Toxic Beauty brings truth to light with research on all of those cosmetic ingredients. Dr. Philipa Darbre is an oncology professor and says that parabens and phthalates are proven to infiltrate the body and may lead to hormone-related cancers (among other things like infertility, early puberty and more).

And because many of the beauty products we use contain the ingredients, you’re getting multiple exposures to these dangers. You may use a shampoo, a conditioner, a soap, a lotion and a moisturizer that all contain toxins, and are simply adding the exposure up.

In Toxic Beauty, a young woman gives blood tests over the course of three days. On one day, she uses her usual 27-step beauty product regimen. On another day, she used no products at all and on the third day, she used ‘clean’ beauty ingredients that didn’t carry those chemicals. On the day that she used her products? Her phthalate levels were five times higher and her paraben levels were 35 times higher than when she used nontoxic products.

That’s powerful evidence.  

And, even more a testament to the power of marketing, as the young woman doesn’t believe the products are meant to harm, but to empower and make women feel good about themselves. The problem is, they’re poisoning in the process.

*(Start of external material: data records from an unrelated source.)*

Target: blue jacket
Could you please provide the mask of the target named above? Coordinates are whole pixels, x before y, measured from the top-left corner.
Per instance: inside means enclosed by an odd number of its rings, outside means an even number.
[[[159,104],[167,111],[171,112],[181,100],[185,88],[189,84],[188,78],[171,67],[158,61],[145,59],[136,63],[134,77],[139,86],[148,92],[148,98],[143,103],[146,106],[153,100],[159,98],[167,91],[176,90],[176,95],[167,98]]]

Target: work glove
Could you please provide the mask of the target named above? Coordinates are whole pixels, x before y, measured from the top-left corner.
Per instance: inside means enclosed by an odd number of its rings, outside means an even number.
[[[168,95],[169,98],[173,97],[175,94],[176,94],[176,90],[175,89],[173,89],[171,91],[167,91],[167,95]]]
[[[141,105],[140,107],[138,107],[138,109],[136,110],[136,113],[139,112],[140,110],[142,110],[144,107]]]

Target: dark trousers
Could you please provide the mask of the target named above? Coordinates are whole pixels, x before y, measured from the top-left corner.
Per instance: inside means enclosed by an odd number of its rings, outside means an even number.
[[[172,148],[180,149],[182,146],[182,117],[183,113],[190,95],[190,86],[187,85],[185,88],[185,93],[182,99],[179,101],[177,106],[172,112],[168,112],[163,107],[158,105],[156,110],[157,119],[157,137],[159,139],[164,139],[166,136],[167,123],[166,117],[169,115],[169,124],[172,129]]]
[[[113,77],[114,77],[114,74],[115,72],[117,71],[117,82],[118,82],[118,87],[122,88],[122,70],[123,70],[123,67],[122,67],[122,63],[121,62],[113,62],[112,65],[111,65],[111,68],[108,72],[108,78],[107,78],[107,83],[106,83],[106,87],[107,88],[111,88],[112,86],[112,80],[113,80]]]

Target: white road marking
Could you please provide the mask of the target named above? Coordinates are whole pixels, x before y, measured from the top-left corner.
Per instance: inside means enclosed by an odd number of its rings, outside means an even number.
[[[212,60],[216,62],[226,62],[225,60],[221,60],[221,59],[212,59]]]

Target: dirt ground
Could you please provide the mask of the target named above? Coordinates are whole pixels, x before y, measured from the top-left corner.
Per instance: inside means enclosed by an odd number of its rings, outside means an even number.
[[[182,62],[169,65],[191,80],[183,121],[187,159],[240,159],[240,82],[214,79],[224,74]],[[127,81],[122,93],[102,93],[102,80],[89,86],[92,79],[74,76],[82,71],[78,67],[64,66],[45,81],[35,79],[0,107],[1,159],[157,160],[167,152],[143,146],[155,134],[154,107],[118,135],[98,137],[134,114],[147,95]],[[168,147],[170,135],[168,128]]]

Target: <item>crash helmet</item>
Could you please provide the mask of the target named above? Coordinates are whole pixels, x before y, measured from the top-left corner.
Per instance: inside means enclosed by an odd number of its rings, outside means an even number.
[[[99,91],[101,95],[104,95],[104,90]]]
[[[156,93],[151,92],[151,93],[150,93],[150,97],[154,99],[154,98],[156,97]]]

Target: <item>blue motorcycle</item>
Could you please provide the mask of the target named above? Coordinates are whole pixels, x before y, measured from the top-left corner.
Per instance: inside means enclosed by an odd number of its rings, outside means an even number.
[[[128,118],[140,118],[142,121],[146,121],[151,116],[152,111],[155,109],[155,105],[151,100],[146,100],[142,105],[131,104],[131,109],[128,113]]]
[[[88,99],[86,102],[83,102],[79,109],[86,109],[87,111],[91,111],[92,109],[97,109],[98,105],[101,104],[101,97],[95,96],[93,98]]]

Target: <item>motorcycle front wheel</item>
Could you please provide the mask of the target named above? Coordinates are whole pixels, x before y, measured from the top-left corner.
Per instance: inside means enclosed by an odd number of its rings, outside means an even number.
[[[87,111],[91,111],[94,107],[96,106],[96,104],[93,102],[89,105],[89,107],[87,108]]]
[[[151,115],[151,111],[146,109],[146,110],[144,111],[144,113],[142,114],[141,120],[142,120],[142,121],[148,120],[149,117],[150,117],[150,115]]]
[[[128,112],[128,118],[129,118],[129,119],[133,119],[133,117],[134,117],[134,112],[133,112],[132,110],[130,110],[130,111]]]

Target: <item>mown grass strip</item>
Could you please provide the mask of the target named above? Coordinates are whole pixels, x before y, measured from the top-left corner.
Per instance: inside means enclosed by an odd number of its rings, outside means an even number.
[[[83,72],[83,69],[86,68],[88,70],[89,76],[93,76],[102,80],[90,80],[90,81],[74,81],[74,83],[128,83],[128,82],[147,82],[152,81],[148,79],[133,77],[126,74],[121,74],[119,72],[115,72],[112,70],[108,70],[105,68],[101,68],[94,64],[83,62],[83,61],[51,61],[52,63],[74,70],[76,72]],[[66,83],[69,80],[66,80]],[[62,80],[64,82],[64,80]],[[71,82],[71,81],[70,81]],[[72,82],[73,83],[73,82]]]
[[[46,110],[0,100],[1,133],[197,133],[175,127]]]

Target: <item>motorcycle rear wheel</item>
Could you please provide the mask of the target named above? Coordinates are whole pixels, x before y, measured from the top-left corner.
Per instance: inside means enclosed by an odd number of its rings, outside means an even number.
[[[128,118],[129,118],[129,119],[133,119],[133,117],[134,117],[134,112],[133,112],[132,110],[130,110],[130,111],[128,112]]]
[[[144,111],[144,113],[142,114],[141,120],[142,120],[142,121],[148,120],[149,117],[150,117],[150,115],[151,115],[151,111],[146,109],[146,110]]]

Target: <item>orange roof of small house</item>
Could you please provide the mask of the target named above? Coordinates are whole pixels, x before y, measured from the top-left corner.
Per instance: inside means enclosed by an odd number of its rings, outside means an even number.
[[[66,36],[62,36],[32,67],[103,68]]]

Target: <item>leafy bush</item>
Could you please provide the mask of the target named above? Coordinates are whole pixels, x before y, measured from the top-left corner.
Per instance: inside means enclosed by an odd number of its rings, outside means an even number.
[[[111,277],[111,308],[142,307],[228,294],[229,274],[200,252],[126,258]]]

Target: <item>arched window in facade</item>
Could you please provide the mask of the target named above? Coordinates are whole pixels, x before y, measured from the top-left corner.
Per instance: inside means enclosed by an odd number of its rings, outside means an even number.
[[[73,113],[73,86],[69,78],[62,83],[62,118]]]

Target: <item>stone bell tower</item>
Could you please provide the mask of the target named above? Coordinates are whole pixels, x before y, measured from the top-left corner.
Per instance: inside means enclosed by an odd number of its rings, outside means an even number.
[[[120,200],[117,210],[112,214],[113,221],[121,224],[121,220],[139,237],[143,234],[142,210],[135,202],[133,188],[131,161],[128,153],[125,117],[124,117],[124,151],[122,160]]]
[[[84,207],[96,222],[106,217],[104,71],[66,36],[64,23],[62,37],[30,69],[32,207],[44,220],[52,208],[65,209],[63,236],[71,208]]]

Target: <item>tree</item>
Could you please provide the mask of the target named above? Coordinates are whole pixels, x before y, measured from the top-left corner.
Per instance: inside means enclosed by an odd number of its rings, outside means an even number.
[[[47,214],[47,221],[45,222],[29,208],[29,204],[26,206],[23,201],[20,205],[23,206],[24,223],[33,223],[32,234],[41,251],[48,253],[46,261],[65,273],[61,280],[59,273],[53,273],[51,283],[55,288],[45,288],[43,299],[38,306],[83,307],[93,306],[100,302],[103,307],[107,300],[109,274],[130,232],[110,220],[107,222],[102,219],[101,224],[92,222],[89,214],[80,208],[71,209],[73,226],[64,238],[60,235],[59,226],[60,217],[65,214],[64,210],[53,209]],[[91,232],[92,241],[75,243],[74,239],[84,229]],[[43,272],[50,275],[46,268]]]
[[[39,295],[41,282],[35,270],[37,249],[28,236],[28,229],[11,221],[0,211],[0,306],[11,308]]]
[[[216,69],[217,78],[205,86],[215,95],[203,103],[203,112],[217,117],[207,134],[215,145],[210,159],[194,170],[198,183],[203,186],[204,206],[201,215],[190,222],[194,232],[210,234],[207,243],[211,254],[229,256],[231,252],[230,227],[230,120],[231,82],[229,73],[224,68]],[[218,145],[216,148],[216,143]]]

Now, the FDA says they’re going to possibly look into asbestos in cosmetic products, and while we applaud that move, it’s not enough.

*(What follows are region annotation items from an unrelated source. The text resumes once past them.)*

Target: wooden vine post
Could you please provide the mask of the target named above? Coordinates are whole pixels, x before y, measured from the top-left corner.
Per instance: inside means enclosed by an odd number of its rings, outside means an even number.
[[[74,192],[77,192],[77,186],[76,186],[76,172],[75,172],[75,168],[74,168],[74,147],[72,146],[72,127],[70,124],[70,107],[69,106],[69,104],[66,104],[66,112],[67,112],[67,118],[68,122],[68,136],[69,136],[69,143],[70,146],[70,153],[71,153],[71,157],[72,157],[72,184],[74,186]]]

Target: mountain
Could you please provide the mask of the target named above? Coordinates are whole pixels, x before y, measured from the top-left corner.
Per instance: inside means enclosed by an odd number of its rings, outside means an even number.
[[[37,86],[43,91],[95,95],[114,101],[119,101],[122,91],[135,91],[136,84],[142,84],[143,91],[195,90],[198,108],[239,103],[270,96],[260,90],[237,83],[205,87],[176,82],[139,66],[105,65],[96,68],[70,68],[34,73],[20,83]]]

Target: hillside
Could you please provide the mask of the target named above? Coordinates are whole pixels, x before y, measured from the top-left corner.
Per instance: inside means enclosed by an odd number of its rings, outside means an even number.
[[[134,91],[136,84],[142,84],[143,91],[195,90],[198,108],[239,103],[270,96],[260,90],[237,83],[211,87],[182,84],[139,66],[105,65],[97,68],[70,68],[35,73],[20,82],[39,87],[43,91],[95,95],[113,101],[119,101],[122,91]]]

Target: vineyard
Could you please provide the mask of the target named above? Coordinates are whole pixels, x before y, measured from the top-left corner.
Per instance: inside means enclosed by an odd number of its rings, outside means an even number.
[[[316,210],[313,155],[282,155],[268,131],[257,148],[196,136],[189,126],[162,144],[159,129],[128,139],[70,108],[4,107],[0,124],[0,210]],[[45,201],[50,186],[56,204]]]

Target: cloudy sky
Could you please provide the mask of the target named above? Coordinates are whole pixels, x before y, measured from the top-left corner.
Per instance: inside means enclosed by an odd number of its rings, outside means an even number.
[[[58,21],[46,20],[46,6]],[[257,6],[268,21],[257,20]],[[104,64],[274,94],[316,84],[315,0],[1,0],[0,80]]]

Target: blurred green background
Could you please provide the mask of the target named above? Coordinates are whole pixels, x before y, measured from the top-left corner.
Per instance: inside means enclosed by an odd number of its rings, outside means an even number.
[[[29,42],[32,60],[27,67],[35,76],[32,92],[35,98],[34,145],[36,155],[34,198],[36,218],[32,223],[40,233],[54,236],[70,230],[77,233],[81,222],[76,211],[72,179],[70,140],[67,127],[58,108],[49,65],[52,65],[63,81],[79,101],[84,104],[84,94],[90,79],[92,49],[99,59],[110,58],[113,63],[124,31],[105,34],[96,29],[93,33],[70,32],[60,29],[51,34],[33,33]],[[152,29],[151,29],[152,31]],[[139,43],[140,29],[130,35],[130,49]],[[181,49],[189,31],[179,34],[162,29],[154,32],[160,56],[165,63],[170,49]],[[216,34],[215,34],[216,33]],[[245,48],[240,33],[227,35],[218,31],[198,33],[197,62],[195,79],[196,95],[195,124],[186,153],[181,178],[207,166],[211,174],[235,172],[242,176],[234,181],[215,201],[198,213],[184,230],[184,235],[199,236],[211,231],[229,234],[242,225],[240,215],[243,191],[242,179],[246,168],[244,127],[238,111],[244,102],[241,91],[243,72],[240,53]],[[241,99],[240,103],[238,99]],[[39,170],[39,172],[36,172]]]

We have to take a stand and demand our beauty products are made of clean ingredients that won’t poison us. We have to stand against traditional marketing that says we’re ugly unless we’re using chemical-laden products.

Related: Are These 10 Common Toxins Lurking in Your Bedrooms?

We have to put our money where our mouths are and not opt for the cheap beauty product because it’s cheap. The more we demand cleaner alternatives, the more they’ll become an industry norm and pricing will reflect that.

And maybe, just maybe…we’ll tell the big name cosmetic companies that love to lure us into the makeup aisle at Target that we don’t want their trash. We want clean ingredients that won’t damage our bodies, and if they won’t make it, we’ll find companies that will.

The list of companies doing so is growing by the day!